The collection did not make the slightest concession to the streetwear winds that have swept fashion of late, but it felt energetic and upbeat nonetheless
A girl in a bra top and rolled-up, banana-shaped trousers, her face veiled by a net, her eyebrow marked by a scar. This is who opened the Giambattista Valli show. She had many sisters on the white-carpeted catwalk, all looking just as fierce. Quite remarkable sights to behold, this being a haute couture show.
It was quite a shift in the aesthetic system of the designer, too.
Radiant and a tad naughty, Valli described the women as “ghetto girls.” Ghetto in Valli’s world, that’s for sure. Although pervaded by a palpably youthful spirit, the collection did not make the slightest concession to the urban, streetwear winds that have swept fashion of late. Yet, it felt fresh, energetic and upbeat nonetheless.
As a designer, Valli has always been interested in the complexities and contrasts of womanhood, which he depicts in the juxtaposition of sharp silhouettes and flowery volumes. Today he tested new grounds: the flowery and fluttery got graphic — and the graphic got giddy. This being Valli, there were slightly dramatic numbers with a Cristobal Balenciaga feel to them, but it was the svelte silhouettes that stole the show.

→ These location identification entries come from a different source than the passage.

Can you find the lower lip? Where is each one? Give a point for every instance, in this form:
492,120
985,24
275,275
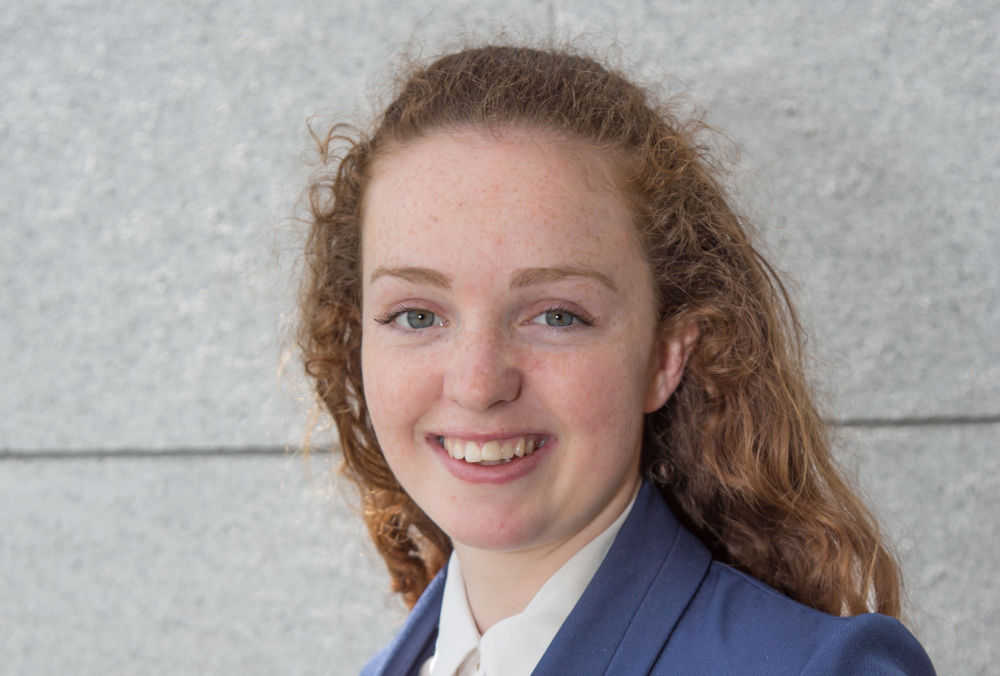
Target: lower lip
475,473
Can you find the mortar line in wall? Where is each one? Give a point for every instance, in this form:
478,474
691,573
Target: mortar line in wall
253,451
928,421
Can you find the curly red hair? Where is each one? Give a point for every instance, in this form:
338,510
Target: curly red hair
740,449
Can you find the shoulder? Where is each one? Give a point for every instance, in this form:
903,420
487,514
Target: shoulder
375,664
737,624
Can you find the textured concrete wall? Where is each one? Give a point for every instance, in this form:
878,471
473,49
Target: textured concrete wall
148,518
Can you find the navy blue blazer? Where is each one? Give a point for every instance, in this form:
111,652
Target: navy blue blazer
660,605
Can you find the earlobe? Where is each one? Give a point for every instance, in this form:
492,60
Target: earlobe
671,357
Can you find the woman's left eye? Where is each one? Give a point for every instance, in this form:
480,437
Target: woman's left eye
556,318
416,319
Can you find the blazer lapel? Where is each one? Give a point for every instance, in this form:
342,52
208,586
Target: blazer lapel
621,623
417,632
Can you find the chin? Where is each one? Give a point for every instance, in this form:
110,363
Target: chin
494,534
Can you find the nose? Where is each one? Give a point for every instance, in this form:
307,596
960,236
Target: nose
482,373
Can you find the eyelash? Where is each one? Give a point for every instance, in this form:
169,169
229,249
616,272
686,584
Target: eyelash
587,320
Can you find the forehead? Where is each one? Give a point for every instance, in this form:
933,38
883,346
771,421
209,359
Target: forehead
518,200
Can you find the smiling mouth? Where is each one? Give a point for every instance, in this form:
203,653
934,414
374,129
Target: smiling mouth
496,452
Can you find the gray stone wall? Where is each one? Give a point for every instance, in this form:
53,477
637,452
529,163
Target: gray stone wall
150,519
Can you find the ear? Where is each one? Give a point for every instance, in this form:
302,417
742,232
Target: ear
668,361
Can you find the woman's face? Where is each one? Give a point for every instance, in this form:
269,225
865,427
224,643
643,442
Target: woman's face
507,308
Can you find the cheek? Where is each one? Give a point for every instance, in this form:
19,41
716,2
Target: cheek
399,388
598,392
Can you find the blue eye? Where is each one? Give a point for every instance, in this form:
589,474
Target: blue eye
557,318
416,319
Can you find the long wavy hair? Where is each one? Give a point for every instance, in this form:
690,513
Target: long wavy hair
740,449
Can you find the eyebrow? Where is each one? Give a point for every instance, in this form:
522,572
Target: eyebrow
526,277
523,278
414,275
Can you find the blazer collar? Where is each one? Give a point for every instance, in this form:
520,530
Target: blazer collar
403,655
623,619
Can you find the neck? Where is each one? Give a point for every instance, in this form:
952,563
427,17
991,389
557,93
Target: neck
501,584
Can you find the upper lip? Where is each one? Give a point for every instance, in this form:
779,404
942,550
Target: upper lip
492,436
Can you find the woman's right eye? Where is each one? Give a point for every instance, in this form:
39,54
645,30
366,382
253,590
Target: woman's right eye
416,319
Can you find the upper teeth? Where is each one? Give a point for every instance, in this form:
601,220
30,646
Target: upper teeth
492,452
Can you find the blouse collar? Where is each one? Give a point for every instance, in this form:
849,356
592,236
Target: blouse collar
514,645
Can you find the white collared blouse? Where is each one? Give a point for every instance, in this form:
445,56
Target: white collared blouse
514,645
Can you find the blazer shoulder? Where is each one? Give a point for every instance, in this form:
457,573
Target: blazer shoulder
870,645
738,624
376,662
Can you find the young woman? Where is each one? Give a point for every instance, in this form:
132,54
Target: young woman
571,392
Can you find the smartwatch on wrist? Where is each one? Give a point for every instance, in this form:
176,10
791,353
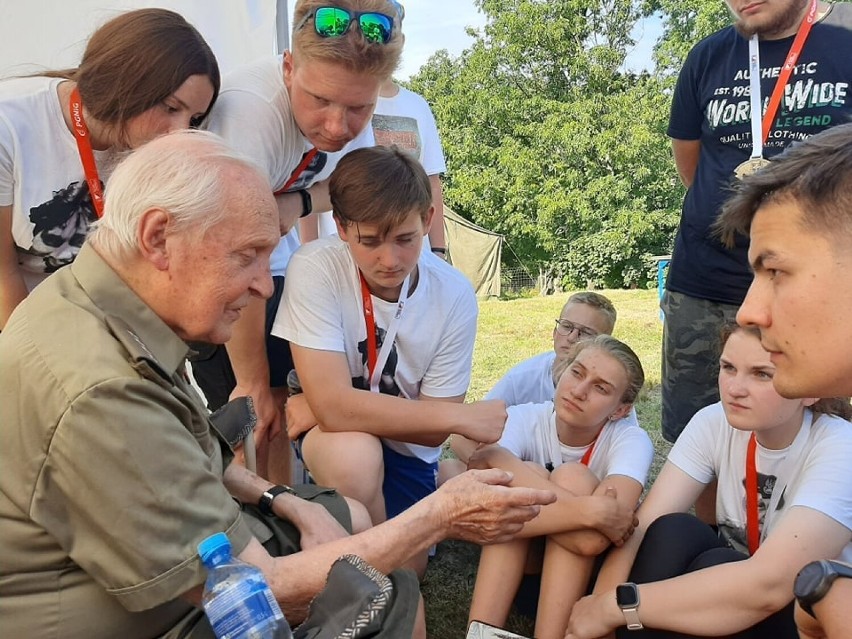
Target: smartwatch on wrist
814,581
307,202
264,505
627,597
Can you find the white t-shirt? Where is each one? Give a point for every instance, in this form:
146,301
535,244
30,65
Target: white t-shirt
407,121
622,447
322,309
42,178
530,382
254,116
710,448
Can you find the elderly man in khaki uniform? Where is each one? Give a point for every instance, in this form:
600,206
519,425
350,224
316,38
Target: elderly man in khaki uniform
111,472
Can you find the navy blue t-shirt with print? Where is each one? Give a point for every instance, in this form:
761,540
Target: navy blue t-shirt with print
711,104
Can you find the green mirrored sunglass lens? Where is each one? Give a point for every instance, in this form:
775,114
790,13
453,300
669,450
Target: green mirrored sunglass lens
331,22
375,28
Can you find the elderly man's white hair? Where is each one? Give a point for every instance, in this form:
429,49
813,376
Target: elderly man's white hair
183,173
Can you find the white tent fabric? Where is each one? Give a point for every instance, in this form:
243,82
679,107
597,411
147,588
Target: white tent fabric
474,251
39,34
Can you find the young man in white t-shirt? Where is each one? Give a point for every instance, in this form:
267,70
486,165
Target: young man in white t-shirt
797,216
381,413
585,315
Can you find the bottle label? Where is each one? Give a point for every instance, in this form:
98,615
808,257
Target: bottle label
240,607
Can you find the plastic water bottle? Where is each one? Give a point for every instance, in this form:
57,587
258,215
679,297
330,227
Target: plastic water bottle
237,599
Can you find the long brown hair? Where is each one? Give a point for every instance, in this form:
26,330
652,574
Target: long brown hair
837,406
137,60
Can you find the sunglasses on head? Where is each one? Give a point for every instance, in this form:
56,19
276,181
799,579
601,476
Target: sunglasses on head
334,22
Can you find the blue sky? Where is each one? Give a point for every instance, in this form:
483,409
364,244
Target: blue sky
431,25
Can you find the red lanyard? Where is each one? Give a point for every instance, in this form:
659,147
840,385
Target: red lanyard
299,169
587,457
87,156
370,321
787,69
752,524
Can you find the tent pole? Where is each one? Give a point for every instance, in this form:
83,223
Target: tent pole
282,25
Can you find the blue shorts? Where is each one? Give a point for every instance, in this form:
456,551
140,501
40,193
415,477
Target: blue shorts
407,480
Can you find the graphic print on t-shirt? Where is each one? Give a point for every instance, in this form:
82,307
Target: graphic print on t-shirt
735,532
400,130
306,177
809,105
61,225
387,383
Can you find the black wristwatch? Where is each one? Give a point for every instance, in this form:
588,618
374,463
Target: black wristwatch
627,597
264,505
814,580
307,202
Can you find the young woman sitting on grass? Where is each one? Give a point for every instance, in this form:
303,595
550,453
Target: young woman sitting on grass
784,499
583,447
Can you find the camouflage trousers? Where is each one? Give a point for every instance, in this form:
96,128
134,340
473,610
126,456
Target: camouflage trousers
690,365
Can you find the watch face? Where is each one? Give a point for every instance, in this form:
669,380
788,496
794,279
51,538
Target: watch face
627,595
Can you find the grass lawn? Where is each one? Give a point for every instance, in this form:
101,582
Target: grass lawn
511,331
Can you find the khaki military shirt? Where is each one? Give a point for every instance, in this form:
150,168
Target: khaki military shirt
109,472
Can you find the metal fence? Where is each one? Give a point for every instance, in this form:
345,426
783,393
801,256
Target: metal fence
515,280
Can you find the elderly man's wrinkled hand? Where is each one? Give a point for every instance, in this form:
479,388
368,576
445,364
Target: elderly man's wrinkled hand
478,506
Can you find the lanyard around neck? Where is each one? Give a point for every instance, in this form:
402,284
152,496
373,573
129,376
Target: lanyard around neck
783,475
752,523
376,362
760,133
587,457
87,155
309,156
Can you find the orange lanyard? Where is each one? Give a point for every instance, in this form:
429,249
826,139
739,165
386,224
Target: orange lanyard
87,156
309,156
587,457
370,321
787,69
752,524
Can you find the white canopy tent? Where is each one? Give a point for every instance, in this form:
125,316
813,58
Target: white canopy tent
41,34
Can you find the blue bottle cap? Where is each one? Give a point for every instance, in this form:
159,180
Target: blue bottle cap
212,545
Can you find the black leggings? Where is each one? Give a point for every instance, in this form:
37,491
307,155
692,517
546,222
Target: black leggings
678,543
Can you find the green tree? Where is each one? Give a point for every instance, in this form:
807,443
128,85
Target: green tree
551,143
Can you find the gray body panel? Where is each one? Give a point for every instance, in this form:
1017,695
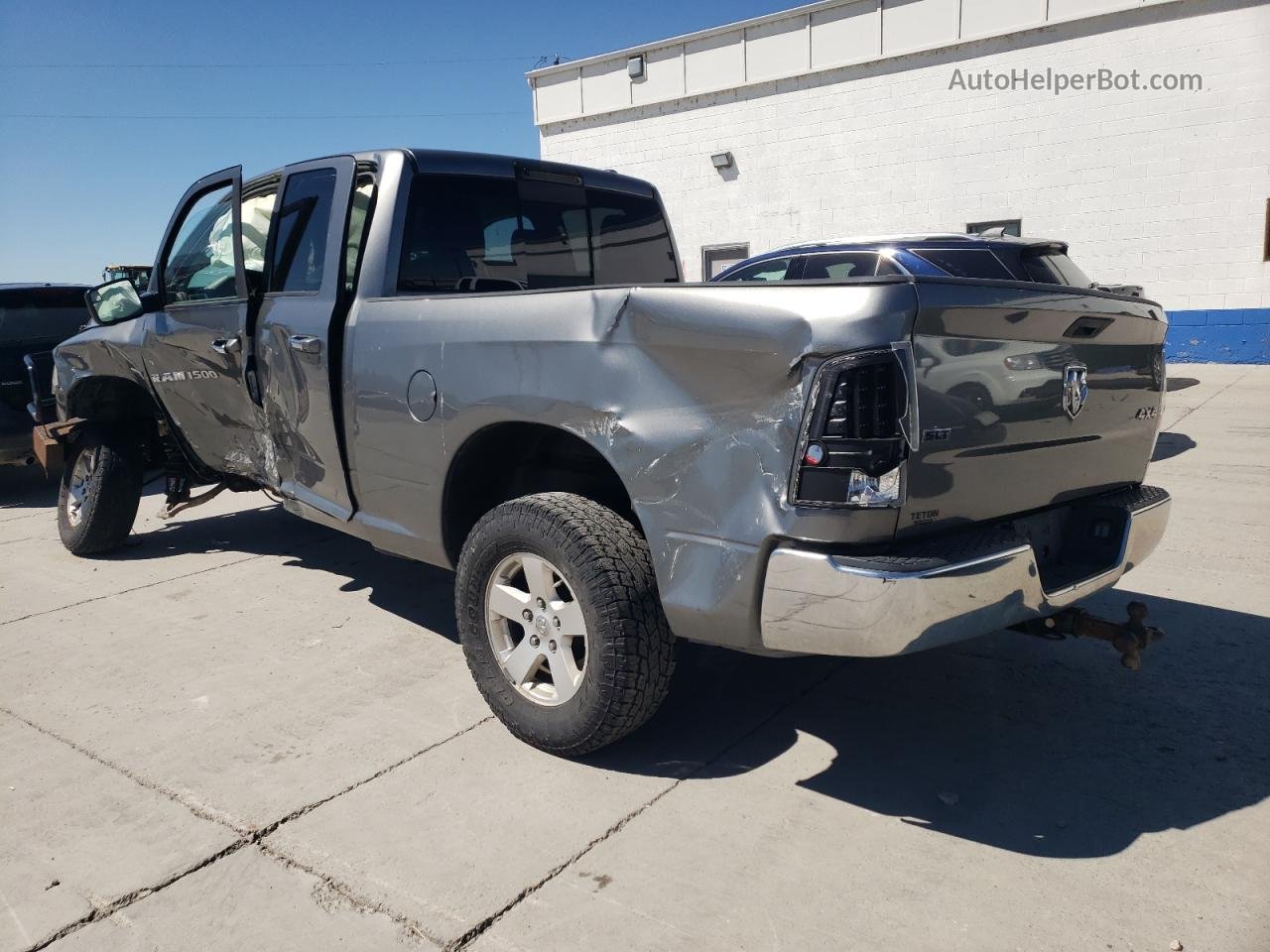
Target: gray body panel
695,395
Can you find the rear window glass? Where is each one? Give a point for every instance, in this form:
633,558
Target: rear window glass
965,262
847,264
1055,270
32,313
767,270
474,234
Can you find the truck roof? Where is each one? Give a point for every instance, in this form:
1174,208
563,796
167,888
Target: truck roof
458,163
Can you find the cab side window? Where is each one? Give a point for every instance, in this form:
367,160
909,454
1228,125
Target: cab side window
199,264
303,222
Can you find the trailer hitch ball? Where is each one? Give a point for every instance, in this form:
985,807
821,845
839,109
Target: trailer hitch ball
1130,639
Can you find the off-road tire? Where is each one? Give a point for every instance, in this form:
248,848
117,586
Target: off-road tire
630,648
111,498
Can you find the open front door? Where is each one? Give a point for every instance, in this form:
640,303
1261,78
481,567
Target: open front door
194,347
298,359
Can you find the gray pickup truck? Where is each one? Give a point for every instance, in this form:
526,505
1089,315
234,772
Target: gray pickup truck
492,365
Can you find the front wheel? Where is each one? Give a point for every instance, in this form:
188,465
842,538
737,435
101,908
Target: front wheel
562,624
99,494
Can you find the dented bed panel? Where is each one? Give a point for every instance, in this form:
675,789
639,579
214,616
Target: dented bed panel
694,394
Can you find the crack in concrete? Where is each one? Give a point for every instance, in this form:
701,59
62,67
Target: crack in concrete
126,900
484,924
245,835
197,809
361,904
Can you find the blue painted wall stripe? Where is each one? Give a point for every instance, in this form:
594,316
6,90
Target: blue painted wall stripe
1233,335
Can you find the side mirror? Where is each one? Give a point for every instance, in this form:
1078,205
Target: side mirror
114,301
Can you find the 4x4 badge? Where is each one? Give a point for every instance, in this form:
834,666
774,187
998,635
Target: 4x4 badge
1076,389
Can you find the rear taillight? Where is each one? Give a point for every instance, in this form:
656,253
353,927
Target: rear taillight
853,444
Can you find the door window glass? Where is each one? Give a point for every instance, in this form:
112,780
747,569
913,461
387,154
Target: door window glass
257,211
358,216
304,221
199,266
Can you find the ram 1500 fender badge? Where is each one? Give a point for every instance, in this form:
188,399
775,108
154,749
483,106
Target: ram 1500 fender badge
1076,389
173,376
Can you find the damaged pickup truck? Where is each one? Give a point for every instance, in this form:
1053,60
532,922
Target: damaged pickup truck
492,365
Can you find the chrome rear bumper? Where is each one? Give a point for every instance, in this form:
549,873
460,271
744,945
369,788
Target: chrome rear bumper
832,604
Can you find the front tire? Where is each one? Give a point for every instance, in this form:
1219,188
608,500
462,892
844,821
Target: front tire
99,494
562,624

Valli said the artist Francis Picabia, during his Dadaist phase, served as an inspiration, specifically his portraits of women and Dada’s inherent proclivity for displacement. Ultimately, it was Valli’s point of view on youthfulness that delivered the message. “Everybody obsesses over millennials, but what does that mean? Youth is a way of being, not a matter of age.” Well said.